Een uit vijf personen bestaand gezin gaat op een dag in de zomer naar buiten, naar een afgelegen bos. Een vijfjarig kind, achterlijk en spastisch, wordt in een draagstoel door de ouders vervoerd en in de schaduw van een paar bomen neergezet, Dymfna en Timotheus, de dochter en de oudste zoon, zoeken er naar bosbessen en de ouders Abdon en Apollonia rusten even uit. De opdracht heet dit hoofdstuk, en vóór de lezer het uit heeft, wordt verteld dat de vier gezonde mensen hun spulletjes bijeenrapen en verder trekken, het zich van geen kwaad bewust schepsel in zijn draagstoel achter latend: het speelt een beetje met zijn mouw.
Iets in ons, een mechanisme van de ziel, in onze jeugd door sprookjes als Klein Duimpje en Hans en Grietje geactiveerd, maakt ons benieuwd naar de verdere lotgevallen van de verlatene. Maar die nieuwsgierigheid wordt door de schrijver allerminst bevredigd! De hele roman door vinden we niets meer over die kleine jongen: de lotgevallen handelen over de wederwaardigheden van het nu uit vier leden bestaande gezin. Want een weg terug bestaat niet voor hen. Eenmaal in de greep van het kosmisch initiatief dat hen tot de opdracht dwong, is ’t onmogelijk daaraan te ontkomen. De weg vooruit voert hen in oorden waar ze door hun beschaving niet tegen opgewassen zijn. Beschaving inderdaad, want wie oplet, merkt op, hoe die vier uitsluitend gebruik maken van een taaltje dat in zwang is bij pedagogen die met kinderen te doen hebben (men weet dat de auteur uit het onderwijs afkomstig is) en Multatuli zei al verschillende aanwensels nooit af te kunnen leren, ‘want ik heb schoolgegaan’.

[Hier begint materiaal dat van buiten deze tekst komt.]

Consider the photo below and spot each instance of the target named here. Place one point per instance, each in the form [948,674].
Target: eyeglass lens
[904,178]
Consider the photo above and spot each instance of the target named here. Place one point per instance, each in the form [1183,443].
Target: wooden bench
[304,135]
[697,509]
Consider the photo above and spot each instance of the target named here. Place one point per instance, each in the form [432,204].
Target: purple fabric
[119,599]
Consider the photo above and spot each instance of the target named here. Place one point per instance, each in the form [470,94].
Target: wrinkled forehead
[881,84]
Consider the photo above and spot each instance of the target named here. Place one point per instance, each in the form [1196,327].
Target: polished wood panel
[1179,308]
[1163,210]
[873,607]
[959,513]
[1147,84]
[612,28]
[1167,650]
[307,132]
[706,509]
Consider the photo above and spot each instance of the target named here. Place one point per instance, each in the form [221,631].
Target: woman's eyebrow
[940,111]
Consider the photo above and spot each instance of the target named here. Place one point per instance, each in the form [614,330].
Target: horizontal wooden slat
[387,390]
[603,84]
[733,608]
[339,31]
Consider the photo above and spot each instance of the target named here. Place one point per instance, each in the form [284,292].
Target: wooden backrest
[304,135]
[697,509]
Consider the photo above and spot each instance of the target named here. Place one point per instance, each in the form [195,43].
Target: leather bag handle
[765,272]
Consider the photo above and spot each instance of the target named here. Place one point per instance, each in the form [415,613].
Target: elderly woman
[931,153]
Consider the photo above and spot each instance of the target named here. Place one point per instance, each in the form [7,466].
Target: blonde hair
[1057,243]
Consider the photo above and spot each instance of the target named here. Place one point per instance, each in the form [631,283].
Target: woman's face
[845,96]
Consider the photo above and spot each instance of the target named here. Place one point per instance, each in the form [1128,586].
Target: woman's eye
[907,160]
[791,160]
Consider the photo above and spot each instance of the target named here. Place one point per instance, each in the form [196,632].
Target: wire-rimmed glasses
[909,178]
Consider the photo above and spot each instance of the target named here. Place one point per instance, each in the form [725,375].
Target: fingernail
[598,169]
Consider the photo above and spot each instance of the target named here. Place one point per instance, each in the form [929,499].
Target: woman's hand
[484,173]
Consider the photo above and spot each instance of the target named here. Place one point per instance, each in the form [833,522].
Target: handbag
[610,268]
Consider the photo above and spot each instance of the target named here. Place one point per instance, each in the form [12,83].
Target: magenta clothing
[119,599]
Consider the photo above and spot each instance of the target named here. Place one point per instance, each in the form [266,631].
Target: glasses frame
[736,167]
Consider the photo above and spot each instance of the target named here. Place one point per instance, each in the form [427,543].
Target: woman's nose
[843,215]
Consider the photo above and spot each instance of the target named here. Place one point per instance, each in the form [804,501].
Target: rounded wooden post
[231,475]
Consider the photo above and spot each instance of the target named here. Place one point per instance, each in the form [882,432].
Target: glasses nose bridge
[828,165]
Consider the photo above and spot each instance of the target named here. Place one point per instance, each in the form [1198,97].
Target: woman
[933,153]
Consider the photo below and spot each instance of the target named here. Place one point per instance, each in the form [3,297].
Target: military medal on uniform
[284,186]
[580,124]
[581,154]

Het eerste avontuur vindt plaats kort na het in de steek laten van het joch: een aantal kwaadwillige dwergen jaagt verschrikte en in hun haast over de kop buitelende acrobaten voor zich uit: een beeld niet alleen van wat het achtergebleven kind, maar ook van de wat de vier zelf nog te wachten staat – en dat is veel. Zo zien ze landbouwmachines, bestuurd door historische figuren, die een man opdrijven en ten slotte vermalen. Ook is er aan een vredig strand een aantal vriendelijke vrouwen, naakt en gastvrij. Maar ze verorberen tot dat doel geteelde kleine, maar gevoelloze mensjes – een herinnering aan robinsonades, maar geplaatst in een nog te verwachten tijd. Andere elementen doen trouwens sterk denken aan oude reisbeschrijvingen, niet alleen die van Marco Polo, die immers op de realiteit betrekking hebben, maar vooral die van Jean de Mandeville, op wiens reis, zoals hij getuigt, de zegen Gods rustte. Ook ideeën en figuren aan sciencefictionverhalen en comic-strips ontleend (een onaanraakbare, want met elektriciteit geladen jongen) vinden in de reeks avonturen hun plaats, naast weer een sprookjesachtig konijn dat het viertal, nadat ze een plots opkomende en snelle veroudering bij zichzelf hebben geconstateerd, op de rug neemt en ze van die ellende verlost door ze bij een man te brengen, die de dood in een bepaalde vorm gevangen heeft en daardoor beheerst – een oude droom alweer, waar vooral de alchemisten van mee zouden weten te praten. Maar ten slotte komen ze op een kruispunt, waar ze verschillende richtingen kunnen kiezen. Reeds begeven de kinderen, Dimmetje en Timmetje zich op weg, maar zie: ze lossen op in het niets! Verschrikt roepen de ouders ze terug naar de tweesprong, en ja, daar zijn ze weer, in levende lijve. Ze kiezen nu de andere weg, minder aantrekkelijk vanwege de regen die daar neergutst, en terwijl ze er lopen, zien ze zichzelf, als op een afstand geplaatst, als keken ze naar zichzelf door een kijker of cameralens – tot ook dat verschijnsel even plotseling verdwijnt als het zich voordeed. Maar eindelijk komen ze bij de profeet, en die vertelt ze in zijn verheven taal dat het niet lang meer duren zal, of het is uit met ze. Het wordt stikdonker; ze drijven uiteen: een levensvreemde, almachtige universumgeest ontbindt ze.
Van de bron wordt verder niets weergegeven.